Thursday, January 20, 2011

Ed Balls: Let Tories Tremble

I never believed Ed Miliband was going to lead the Labour Party into a glorious socialist future, but I was disappointed when Alan Johnson was appointed shadow chancellor. I was then and remain convinced this had more to do with the internal balance of forces in the party and the desire to squash the 'Red Ed' label than anything else (see here). With a political career not exactly synonymous with economics, this decision didn't show Ed's leadership in its best light.

But now Alan Johnson has stepped down for 'family reasons' and Ed Balls has been shuffled into his position. Good.

Of the Labour leadership candidates during last summer's contest, only Balls and Diane Abbott offered a decent alternative to the 'slow and shallow cuts' consensus of the other three. And of the two Balls offered a comprehensive and serious critique of Tory/LibDem economic policy. In my opinion, Abbott's shopping list of left demands were worthy but lacked the necessary grasp of the issues. It was also obvious the Tories feared Balls and his Keynesian agenda more than any other contender.

What does this mean now for Labour's economic policy? Ed Miliband has said the new appointment will not effect his economic policy. This is not, strictly speaking, true. The Miliband/Johnson
orientation (it would be mangling the language to call it a policy) said more things about investment and growth than the Tories, but were fundamentally in agreement with them on the necessity for cuts. Balls's strategy boils down to placing more emphasis on the former than the latter - his Bloomberg speech does accept a role for cuts, but it is entirely swamped by the argument for economic activism. Luckily for Ed Miliband, policy up until now has been so vague that Balls could take it in a more Keynesian direction while allowing Ed to save face by pretending this is what he favoured all along.

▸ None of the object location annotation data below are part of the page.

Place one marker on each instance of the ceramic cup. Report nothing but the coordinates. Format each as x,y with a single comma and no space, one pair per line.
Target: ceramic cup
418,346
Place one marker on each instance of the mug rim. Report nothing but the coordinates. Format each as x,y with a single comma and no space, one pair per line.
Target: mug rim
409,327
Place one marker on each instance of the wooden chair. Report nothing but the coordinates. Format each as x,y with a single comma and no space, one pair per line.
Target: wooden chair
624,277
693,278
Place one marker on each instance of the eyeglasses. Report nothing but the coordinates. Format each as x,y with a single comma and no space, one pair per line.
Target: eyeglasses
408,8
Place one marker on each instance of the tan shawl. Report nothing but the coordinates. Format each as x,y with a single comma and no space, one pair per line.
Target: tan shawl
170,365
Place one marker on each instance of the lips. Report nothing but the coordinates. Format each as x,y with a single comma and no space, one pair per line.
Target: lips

As far as I'm concerned, Ed Balls doesn't go far enough. There is absolutely no reason for cuts. Period. As Paul Mason explains in his "interview"
with Marx, this crisis is one part a crisis of investment. It follows if private capital in its totality is fighting shy of investing, the state has to step in to get things on the move. The multiplier effects of creating jobs and stimulating demand creates conditions more conducive to private investment. Cutting only worsens the climate and makes the private sector-led recovery Osbourne and Dave are pinning their hopes on fanciful and utopian, and their actions irresponsible and dumb. As the world's economy is jittery, as Portugal, Spain, Italy and Belgium aren't looking good and the unwelcome spectre of currency wars is frightening economists and chancelleries, investment at home is the strongest inoculation possible the UK economy can take against a global economic chill.

That said, Ed Balls as shadow chancellor is a step in the right direction. With a strong advocate for investment over cuts in one of the most influential political positions in the land, the hand of the labour and anti-cuts movement has been strengthened ahead of the fights to come.